The European Parliament plays an important role in shaping EU trade policy. Robert Basedow and Julian Hörner present new research on the factors that influence the voting behaviour of MEPs on trade-related issues.
What drives support among Members of the European Parliament (MEPs) for trade liberalisation? This question has received only scant attention among scholars of EU trade policy and international political economy, which is remarkable.
On the one hand, the European Parliament is a co-ratifier and co-legislator in EU trade policy and thus decisively shapes policy outcomes including trade agreements. On the other hand, EU trade policy and agreements have a significant impact on world markets and the global trade regime. The EU is widely seen as a trade superpower – alongside the United States and China – which plays a crucial role in global economic governance. The voting behaviour of MEPs, in other words, matters both for the European and the world economy.
Trade-related votes in the European Parliament
In a new study, we seek to shed light on the drivers of MEP voting on trade liberalisation through a novel systematic statistical evaluation. We compile a dataset that records how MEPs voted in all trade-related votes coming under the purview of the International Trade (INTA) Committee from 2009 to 2019. Drawing on the political economy literature on the determinants of trade liberalisation, we develop and test three theoretical explanations for when MEPs may – or may not – vote for trade liberalisation in the form of liberal legislative proposals or trade agreements that remove tariff or non-tariff barriers to trade and investment flows.
First, political economists have long theorised that regional economic conditions in electoral districts shape the likelihood of parliamentarians voting for trade liberalisation. Parliamentarians representing highly competitive regions may expect trade liberalisation to benefit their constituencies and thus lend support to relevant legislative proposals and trade agreements.
Parliamentarians representing less competitive regions may worry that trade liberalisation hurts their constituencies through income losses and increased unemployment and therefore vote against trade liberalisation. Hence, we theorise that MEPs from European regions with strong economic fundamentals are more supportive of trade liberalisation than MEPs from economically weak regions.
Second, scholars of the European Parliament have emphasised the importance of political ideology for MEP voting behaviour.
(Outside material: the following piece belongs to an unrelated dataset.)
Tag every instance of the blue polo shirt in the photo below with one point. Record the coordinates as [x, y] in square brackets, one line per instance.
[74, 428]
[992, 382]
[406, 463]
Qualitative research – drawing on single or small comparative case studies of the European Parliament’s involvement in trade negotiations and ratification procedures – seems to support this perception of MEPs as strongly ideological actors. We therefore predict that MEPs’ positions on the classic/left right, pro/anti-EU and economic liberalism/protectionism axes decisively shape their voting on trade liberalisation.
Last, following the considerable public salience and contestation of recent trade negotiations notably between the EU, United States and Canada, scholars of EU trade policy have suggested that variation in politicisation may affect MEP support for trade liberalisation. We theorise that politicisation – measured through variation in media coverage of EU trade agreements across member states – erodes support for trade liberalisation. We further assume that politicisation interacts with and amplifies the effects of economic and ideological variables on MEP voting behaviour.
At times of high politicisation, in other words, we expect Eurosceptic MEPs from economically weak regions to be even less likely to vote for trade liberalisation whereas we expect Europhile MEPs from economically strong regions to become even more supportive. The underlying assumption is that politicisation increases voter interest in MEP behaviour as well as MEP efforts to appear accountable to voters. However, it is important to note that an electoral connection at the regional level cannot be assumed in the EU context.
Results of the analysis
We find that ideological variables have the strongest effects on MEP support for trade liberalisation. MEPs from Europhile, right-wing and economically liberal parties are more likely to vote for trade liberalisation than MEPs from Eurosceptic, left-wing and protectionist parties. Further, we find that economic variables have no effect or a weak impact on MEP support for trade liberalisation. Regional unemployment rates have a significant yet relatively small negative effect on MEP support for trade liberalisation, whereas regional employment in agriculture has – to our surprise – a positive effect.
What are the broader ramifications of our research? First, our findings confirm previous qualitative research on EU trade policy that depicts the European Parliament as a political institution driven predominantly by ideological and normative considerations rather than economic interests. This suggests that the Parliament is most likely to affect outcomes of trade negotiations and the EU’s bargaining position vis-à-vis third countries with regard to “ideological” non-trade issues – such as democracy and human rights promotion or environmental and climate protection – rather than market access provisions.
Second, our findings expose a flaw in political economy research on trade policy. The US-centric literature assumes strong personal ties between the electorate and parliamentarians, who thus should be responsive to regional economic interests. However, in the EU context – and indeed in many proportional electoral systems – this personal accountability relationship is less developed than in majoritarian systems, which likely explains the limited responsiveness of MEPs to regional economic conditions. As the European Parliament decisively shapes EU trade policy and the EU is a key player in the global trade regime, these findings cannot be discarded as a mere outlier but require us to reconsider our vision of parliaments in political economy models of trade policy.
Last, many of the effects that we observe are weak and depend on model specifications, which suggests that additional research is needed to solidify our understanding of MEP voting on trade liberalisation and policy.